Chesler chose the latter path. She was, in her words, "fired up" after graduate school, to the point that she kept on with her research and never did complete medical school. So she set to work on method and resource development, from which she could obtain better data. And she needed huge amounts of data. The term "big data" is common now, but in the late 1990s she was entering a new field, one now called bioinformatics.

"I was looking at complex behaviors like addiction," says Chesler, "and I wanted to find the behavioral pathways and quantify the disturbances in them. But how can you separate out something like anxiety from addictive behavior when they are both present? Does one cause or strengthen the other? How do they relate? I needed to generate massive data sets about both behavioral traits and gene expression so the two could be analyzed and accurately correlated."

The resource development took shape in Chesler's early involvement with the Collaborative Cross (CC) project. The CC is a large-scale effort to develop a large panel of mice with precisely characterized genetics—and genetic variations—spearheaded by an international consortium of investigators including Jackson Laboratory Professor Gary Churchill, Ph.D. Chesler first worked on the project as a post-doc at the University of Tennessee, then led the production of the U.S. component of the population as a staff scientist and group leader at the Oak Ridge National Laboratory before coming to The Jackson Laboratory four years ago. During that time, a large part of her effort has involved work with the CC and other mouse model systems.

Now the improved tools and methods are starting to provide insights, both in Chesler's own work and in the work of other researchers throughout the world. Striking advances in genome technologies in the last decade are accelerating progress. But as gratifying as the progress is, the road to better medicine and better human outcomes remains unpredictable.

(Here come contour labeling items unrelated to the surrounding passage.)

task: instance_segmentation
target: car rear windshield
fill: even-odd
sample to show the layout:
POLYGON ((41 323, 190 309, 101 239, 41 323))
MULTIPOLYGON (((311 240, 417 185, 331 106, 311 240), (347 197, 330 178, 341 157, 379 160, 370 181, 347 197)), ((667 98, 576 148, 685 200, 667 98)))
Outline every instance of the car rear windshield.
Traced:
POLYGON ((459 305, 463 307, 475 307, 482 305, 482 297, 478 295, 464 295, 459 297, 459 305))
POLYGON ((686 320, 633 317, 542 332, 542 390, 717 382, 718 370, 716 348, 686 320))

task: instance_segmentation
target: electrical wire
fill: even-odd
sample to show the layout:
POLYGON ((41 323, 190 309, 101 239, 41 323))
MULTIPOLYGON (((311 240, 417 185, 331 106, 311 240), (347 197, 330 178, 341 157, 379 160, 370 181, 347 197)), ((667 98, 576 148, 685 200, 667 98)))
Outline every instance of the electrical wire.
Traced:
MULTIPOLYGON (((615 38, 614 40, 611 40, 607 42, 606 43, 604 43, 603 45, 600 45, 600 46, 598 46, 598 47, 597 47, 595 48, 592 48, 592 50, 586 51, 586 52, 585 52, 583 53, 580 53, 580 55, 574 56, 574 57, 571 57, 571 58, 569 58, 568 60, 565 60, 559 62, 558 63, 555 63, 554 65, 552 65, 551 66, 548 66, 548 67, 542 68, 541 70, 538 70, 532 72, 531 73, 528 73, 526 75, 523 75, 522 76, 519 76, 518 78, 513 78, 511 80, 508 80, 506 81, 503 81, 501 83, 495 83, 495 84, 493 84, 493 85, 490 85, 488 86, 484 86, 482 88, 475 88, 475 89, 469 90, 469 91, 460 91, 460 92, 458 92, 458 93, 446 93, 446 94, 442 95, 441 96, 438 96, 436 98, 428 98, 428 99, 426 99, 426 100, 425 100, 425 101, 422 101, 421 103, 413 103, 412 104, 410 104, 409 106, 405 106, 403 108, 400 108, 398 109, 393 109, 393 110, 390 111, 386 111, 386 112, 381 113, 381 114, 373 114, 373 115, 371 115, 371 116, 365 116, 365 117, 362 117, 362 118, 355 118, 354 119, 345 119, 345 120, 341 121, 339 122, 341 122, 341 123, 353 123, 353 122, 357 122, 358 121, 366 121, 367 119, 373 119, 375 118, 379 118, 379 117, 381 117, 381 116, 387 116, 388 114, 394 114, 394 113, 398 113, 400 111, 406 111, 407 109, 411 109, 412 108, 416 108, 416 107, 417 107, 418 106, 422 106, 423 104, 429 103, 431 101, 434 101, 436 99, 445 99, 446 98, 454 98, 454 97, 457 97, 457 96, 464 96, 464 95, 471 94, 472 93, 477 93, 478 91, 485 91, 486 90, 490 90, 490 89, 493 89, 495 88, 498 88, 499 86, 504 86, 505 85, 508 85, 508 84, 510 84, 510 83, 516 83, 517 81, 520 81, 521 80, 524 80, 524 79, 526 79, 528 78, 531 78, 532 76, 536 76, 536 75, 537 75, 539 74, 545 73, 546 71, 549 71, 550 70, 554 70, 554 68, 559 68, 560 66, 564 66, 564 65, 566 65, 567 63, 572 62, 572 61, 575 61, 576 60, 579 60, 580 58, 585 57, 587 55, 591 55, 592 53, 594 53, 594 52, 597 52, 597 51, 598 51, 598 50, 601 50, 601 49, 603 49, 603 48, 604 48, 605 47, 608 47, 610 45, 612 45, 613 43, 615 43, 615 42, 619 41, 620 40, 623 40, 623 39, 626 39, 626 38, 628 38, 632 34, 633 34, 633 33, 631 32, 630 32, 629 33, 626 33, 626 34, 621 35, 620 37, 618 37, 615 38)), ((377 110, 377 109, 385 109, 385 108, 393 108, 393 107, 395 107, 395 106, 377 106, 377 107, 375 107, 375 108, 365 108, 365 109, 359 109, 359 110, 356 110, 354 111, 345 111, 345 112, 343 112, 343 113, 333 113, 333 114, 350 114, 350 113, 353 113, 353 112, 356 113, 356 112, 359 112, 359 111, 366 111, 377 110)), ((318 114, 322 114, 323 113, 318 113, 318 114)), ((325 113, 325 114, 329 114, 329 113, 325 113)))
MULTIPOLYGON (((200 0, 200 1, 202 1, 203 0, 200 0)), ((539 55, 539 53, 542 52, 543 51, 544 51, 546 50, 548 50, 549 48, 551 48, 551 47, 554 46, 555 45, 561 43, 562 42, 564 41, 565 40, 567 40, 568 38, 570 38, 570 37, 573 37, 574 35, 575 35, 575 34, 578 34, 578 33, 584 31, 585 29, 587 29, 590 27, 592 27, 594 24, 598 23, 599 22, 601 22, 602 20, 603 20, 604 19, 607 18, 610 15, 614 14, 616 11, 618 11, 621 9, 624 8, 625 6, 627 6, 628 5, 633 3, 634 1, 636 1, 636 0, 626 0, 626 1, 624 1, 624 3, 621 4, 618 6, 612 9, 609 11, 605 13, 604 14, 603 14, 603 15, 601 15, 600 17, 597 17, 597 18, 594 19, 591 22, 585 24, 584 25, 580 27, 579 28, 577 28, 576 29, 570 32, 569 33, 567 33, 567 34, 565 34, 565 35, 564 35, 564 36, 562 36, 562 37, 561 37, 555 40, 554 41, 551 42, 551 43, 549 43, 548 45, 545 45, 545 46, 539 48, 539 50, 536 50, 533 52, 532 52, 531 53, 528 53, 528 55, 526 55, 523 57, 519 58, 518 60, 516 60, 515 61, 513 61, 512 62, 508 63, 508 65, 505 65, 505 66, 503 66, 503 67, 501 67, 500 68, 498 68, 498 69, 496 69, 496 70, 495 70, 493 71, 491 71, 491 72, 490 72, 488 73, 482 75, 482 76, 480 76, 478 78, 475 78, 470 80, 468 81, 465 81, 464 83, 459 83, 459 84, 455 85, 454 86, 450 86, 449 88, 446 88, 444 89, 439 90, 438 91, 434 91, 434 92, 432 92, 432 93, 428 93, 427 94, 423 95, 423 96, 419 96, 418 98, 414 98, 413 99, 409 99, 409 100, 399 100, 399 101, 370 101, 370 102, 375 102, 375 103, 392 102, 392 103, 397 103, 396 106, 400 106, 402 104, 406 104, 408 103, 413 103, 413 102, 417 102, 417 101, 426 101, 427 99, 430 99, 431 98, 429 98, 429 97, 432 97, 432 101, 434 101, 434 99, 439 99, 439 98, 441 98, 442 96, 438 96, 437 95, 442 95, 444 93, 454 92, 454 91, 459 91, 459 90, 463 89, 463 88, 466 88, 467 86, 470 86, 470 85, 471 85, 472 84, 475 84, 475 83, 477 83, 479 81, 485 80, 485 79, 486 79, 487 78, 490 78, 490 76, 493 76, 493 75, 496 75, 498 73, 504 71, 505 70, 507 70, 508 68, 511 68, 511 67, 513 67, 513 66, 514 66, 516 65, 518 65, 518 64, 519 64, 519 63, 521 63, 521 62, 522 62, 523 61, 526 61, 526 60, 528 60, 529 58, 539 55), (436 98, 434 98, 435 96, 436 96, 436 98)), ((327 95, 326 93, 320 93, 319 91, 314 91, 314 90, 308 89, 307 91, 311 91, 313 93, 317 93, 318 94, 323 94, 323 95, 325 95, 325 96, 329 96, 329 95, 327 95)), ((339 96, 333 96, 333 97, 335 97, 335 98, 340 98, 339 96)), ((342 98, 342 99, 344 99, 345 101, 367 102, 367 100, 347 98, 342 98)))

How can we work with genetics, biology and chemistry to overcome the tiny disruptions in the system that lead to mental health issues? It's a big question that Chesler is committed to answering. But perhaps it's not surprising that she seeks a different perspective on things from time to time.

"Even when you think broadly about biology, it's a very small world," she says, gesturing to her computer monitor. "Outside in the vastness, looking through my telescope, I get a sense of the huge system in which we are such a small part. And while all the online tools and Hubble images are nice, I like to go out there and find things myself, like a treasure hunt."